With "Green Zone," "Bourne" and "Bloody Sunday" filmmaker Paul Greengrass commits a similar sin with his film about that invasion and the search for phantom weapons of mass destruction. He has ignored inconvenient facts — and indeed the very book that the script (by Brian Helgeland) is based on — to conjure up an entertaining if sometimes risible ticking-clock thriller about what "they" didn't want you to know in the run-up to war.

The book was "Imperial Life in the Emerald City," a dry comedy of errors about "neo-con" arrogance, inept planning, naive political optimism and simple Bush White House incompetence. Greengrass and Helgeland have wrung a conspiracy out of that, with Matt Damon as a heroic in-over-his-pay-grade chief warrant officer who starts asking questions about why all these WMD sites he's risked life and limb to get to have turned out to be "donut" holes.
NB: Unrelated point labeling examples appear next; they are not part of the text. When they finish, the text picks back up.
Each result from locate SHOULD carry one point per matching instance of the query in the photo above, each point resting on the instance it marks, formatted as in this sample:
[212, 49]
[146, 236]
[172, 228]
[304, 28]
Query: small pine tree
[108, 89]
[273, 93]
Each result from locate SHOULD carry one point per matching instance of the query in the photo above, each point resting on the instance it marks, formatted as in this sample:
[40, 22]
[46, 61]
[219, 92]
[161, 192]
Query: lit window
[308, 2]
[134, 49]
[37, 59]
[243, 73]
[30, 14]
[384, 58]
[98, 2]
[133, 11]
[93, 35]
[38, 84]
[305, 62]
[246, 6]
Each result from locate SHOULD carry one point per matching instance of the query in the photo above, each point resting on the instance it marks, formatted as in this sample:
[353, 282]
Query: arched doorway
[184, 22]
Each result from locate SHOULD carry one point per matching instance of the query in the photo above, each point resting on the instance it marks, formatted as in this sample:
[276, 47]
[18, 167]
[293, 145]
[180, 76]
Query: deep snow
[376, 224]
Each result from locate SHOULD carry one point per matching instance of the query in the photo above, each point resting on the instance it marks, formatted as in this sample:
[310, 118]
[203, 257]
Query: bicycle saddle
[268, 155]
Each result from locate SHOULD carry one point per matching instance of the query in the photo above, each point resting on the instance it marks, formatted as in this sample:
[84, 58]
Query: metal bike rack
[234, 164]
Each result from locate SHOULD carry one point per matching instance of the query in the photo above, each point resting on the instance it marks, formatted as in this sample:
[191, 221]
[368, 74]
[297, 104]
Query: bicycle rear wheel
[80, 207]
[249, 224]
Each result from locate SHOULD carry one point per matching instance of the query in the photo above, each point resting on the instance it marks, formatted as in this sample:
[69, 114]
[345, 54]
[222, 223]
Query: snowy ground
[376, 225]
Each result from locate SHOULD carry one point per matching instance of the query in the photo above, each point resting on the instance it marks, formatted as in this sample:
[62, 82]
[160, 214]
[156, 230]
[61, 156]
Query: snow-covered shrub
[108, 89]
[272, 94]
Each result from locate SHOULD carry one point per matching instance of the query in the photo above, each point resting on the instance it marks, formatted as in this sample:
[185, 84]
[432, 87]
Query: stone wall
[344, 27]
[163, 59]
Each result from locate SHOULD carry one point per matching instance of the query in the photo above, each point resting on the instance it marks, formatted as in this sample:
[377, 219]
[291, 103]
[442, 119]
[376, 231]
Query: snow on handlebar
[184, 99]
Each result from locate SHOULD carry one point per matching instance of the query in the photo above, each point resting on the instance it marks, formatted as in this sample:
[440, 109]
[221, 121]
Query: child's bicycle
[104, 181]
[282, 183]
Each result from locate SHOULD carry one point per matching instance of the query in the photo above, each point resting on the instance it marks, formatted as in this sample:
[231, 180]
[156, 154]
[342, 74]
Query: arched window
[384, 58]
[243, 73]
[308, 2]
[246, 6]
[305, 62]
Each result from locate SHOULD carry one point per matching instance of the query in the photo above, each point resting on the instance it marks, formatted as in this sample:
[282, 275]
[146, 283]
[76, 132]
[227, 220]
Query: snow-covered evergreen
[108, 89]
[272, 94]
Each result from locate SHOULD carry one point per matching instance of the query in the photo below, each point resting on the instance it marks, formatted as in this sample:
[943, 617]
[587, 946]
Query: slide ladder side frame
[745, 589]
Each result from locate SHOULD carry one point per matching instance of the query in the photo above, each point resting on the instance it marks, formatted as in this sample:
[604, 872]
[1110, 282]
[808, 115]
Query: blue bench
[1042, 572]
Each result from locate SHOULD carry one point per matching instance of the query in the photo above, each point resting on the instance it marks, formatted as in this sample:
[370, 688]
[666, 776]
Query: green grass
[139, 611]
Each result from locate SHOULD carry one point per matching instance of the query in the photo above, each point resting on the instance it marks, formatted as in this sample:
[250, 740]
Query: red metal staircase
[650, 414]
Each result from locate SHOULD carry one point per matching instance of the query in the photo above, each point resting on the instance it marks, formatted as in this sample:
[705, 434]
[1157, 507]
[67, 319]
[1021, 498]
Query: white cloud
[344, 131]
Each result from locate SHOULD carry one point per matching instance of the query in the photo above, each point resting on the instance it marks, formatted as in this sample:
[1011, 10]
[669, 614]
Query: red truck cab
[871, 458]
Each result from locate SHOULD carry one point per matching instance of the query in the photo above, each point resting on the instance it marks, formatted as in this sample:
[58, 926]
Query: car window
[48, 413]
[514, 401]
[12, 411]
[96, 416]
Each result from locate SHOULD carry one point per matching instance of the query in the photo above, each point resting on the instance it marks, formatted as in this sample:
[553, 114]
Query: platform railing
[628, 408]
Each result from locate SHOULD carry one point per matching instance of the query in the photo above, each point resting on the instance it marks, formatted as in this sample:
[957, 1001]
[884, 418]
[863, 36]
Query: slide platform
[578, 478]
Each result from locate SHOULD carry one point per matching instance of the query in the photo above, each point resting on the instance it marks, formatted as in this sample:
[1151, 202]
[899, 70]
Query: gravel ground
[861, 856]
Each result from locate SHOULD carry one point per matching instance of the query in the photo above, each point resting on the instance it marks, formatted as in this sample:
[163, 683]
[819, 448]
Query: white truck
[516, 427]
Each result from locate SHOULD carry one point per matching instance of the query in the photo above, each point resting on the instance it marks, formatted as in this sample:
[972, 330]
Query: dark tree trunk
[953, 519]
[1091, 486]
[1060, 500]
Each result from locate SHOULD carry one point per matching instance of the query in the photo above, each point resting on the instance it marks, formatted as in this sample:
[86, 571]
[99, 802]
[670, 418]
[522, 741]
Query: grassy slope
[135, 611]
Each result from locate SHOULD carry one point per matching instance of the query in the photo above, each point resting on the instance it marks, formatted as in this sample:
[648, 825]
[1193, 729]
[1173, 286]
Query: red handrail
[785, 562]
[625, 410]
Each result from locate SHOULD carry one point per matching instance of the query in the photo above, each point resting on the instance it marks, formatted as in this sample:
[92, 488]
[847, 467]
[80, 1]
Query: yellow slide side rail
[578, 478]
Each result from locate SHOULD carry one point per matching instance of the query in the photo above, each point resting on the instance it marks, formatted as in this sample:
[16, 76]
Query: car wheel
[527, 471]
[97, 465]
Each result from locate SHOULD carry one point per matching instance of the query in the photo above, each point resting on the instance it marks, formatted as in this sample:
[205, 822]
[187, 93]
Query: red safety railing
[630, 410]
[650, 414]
Greg Kinnear is the cunning "Democracy is messy" Bush Pentagon planner who is there to play politics with every decision. Brendan Gleeson plays the CIA section chief who can see the future and lectures one and all on the "insurgency" that will begin after a few days without water, electricity or anything for the vast, newly unemployed Iraqi Army to do. Amy Ryan is the guilt-ridden Wall Street Journal reporter who printed White House whoppers and now sees the consequences. (By the way, she's based on Judith Miller, formerly of The New York Times.)

And Khalid Abdalla is Freddy, the wooden-legged Iraqi who tries to help Damon's chief in the field, translating, passing on tips, assisting raids. "I want to help my country!"

"Green Zone" isn't so much a bad movie as a misguided one. In the Greengrass zone, action is amped up by whiplash editing, shaky cameras, snippets of night-vision video. The "Bourne" director's impact on action films is vast, and this one stages chases and house-to-house combat with great verve. But he loses the central metaphor, the bizarre alternate reality the political hacks were living under in their guarded enclave, the chaos outside the Emerald City's walls.

And with every Gleeson variation of Colin Powell's "You break it, you buy it" analogy, every earnest Damon "discovery" that he and the country have been lied to, every fresh bit of evidence that the people who planned this weren't intellectually up to the task of actually sweating the details, "Green Zone" begs another variation on this response. Yeah. And?